私の疑問に答えるかの様に「おとうさま」が口を開く。
「綺麗だろ?特注品だ。その証拠に、ほら」
「おとうさま」が〝彼女〟の身体をひっくり返した。腰の辺りに店の名前が刻まれていた。
「これからお前には彼女の世話役をしてもらう」
「ロボットなのに、要るんですか?」
「ああ、彼女は立つことはできても歩けないんでな。慣れるまでいろいろ手伝ってやってくれ。……ああ、もちろん、仕事がない時でいい」
「わかりました」
逃げ出さないためだな、と私は直感的に思う。「おとうさま」が反抗的な娘の脚の腱を切っていたのを私は知っているのだ。そういう所が、特注品だろう。
「あと、こいつにいろいろ教えてやってくれ」
「教える、ですか」
「ああ。この機械は最新型でな。〝心〟とやらも標準装備らしい。その方が、お前もお客様も、やりやすいだろう?」
「そうですか。では、他の新人と同じようにすればいいですね」
「そうだ。お前は理解が速くて助かる」
「ありがとう、ございます」
「こいつは明日から店に出すからお前は部屋に戻りなさい。……頼りにしているよ」
「おとうさま」が出ていき、扉が閉められる。彼女の瞳を手で閉ざすと、眠りについた様に呼吸が深くなった。これがスリープモードというやつだろうか。灯りを消し、部屋を出る。この部屋から私の部屋までは遠い。そう、思った。
六月二十四日
「こんにちは、はじめまして。私の名前はNP-001です。あなたのことは何とお呼びすればよろしいでしょうか」
第一声が、これだった。玉を転がすような声は機械のものだとは思えないほど流暢で美しい。

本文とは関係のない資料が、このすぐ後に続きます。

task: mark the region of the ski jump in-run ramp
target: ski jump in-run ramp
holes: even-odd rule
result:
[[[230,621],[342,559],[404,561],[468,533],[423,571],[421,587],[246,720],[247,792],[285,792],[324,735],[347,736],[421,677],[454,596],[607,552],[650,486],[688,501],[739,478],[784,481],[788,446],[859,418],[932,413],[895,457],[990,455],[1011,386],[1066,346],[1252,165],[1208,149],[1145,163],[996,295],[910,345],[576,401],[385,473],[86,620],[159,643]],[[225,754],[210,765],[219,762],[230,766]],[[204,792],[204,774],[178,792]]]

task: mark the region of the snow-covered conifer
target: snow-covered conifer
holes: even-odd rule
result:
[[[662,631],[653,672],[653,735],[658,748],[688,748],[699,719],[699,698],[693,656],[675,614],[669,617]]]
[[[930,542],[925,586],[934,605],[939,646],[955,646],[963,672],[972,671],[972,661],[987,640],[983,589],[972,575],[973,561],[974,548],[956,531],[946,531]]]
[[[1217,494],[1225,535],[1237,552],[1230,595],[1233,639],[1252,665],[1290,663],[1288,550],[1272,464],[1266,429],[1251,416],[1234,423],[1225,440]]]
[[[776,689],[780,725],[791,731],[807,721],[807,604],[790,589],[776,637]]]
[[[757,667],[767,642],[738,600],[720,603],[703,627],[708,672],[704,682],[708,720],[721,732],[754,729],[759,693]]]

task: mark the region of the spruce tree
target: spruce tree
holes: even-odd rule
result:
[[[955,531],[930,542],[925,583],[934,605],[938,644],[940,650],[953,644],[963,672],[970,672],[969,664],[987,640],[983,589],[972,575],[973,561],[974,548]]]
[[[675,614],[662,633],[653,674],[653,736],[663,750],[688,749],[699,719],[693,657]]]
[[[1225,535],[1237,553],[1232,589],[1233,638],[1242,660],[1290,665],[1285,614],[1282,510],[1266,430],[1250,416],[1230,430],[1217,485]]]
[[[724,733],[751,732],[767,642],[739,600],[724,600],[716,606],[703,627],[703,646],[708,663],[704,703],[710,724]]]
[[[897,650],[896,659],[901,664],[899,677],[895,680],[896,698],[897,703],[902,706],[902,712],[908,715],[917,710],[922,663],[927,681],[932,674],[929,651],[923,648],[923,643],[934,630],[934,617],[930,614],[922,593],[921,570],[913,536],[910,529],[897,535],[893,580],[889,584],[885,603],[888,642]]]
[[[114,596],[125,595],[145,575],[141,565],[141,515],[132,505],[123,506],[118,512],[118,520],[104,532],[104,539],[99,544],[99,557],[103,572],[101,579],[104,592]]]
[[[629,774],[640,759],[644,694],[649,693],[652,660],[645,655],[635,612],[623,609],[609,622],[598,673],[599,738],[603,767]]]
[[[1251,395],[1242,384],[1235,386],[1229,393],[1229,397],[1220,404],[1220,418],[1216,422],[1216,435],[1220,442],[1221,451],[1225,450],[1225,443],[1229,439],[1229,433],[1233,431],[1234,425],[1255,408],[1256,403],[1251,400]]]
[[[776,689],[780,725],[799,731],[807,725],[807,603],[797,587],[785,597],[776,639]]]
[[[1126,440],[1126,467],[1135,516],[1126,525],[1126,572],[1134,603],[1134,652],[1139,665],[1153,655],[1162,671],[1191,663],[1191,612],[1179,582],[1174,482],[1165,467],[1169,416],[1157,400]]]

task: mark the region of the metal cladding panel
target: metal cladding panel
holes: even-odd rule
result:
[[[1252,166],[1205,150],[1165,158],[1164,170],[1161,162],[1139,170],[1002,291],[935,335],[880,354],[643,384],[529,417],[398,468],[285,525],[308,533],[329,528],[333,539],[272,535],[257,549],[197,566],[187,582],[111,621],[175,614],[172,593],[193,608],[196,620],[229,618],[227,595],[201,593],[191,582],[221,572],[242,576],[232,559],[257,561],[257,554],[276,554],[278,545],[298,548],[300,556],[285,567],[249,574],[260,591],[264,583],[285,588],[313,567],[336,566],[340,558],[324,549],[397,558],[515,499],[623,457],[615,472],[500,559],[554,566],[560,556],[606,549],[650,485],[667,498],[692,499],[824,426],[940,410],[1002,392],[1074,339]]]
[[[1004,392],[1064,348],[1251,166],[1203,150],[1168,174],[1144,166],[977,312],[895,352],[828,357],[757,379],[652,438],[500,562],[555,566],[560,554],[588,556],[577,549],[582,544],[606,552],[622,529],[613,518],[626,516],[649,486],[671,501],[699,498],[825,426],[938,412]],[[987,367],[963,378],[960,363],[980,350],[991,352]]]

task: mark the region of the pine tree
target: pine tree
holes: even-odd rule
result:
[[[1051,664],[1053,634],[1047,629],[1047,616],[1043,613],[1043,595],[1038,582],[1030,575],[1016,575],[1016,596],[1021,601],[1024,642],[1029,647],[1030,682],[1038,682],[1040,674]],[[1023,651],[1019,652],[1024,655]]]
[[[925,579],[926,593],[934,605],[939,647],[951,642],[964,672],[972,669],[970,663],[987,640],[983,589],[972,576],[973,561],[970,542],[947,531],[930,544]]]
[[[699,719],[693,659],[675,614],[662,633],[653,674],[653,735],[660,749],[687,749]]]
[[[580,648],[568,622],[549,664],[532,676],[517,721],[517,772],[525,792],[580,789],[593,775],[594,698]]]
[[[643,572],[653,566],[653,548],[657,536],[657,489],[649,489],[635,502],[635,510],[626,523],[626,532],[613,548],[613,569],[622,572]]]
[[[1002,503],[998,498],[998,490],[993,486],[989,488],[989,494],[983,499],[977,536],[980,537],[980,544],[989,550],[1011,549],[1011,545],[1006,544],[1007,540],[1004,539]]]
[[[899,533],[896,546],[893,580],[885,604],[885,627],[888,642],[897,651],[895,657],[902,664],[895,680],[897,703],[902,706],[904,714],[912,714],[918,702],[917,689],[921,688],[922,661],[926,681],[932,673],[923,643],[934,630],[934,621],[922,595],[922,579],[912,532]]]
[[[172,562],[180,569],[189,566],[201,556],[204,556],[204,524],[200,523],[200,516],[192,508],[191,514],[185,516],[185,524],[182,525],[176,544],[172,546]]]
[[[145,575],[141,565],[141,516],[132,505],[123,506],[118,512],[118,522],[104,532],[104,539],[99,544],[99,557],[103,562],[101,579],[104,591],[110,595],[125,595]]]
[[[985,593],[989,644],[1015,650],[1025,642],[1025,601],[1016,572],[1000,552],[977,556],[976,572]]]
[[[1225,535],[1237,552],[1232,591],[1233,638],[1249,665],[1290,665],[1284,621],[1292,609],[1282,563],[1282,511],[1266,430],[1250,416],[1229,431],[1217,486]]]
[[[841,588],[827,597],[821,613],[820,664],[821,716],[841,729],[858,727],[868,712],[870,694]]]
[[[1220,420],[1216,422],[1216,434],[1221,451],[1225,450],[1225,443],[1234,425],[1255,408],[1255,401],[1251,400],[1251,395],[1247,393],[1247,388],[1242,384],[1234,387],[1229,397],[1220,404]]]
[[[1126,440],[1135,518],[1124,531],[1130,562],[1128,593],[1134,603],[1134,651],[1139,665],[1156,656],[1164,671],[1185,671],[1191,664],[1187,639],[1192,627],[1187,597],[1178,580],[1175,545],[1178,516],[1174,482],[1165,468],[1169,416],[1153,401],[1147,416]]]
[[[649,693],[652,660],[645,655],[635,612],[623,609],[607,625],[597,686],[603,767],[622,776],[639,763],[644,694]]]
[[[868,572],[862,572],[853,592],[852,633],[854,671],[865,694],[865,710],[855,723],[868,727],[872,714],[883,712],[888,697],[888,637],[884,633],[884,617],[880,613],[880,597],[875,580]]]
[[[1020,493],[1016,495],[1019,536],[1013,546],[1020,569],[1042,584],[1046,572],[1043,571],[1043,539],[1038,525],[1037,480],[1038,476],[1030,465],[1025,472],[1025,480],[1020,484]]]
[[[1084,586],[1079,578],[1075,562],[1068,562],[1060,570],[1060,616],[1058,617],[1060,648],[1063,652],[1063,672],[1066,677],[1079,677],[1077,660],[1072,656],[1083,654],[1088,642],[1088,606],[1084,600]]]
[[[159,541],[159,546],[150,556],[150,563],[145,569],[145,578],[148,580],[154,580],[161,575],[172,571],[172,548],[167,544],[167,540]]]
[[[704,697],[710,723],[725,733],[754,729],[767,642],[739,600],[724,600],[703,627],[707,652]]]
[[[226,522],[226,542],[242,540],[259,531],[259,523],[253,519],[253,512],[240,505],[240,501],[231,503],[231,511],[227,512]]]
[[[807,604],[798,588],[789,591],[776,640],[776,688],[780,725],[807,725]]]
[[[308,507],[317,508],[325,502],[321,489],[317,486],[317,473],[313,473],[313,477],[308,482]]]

「はじめまして。今日はあなたにこの店の規則について説明します」
「規則。了解しました」
真っ白なワンピースに身を包んだ彼女は、表情ひとつ変えずに頷いてみせた。
「この店に買われたからには、あなたは商品です。お客様のご要望には可能な限り従うこと。しかし、自分の身体に危害が与えられるようなことは別です。そのようなことがあったら速やかにそこのブザーを鳴らしてください。そして、あなたには今の名前を捨ててもらいます。仕事中はお客様がお望みになった名前で呼ばれるように。あなた以外の〝商品〟は部屋番号で呼んでください」
「了解しました。あなたの部屋番号を教えてください」
「私は一号室です。あなたは――」
そこまで言って、私は彼女がいる部屋に番号がふられていなかったことを今更ながら思い出す。こればっかりは「おとうさま」に確認しなければ何もわからない。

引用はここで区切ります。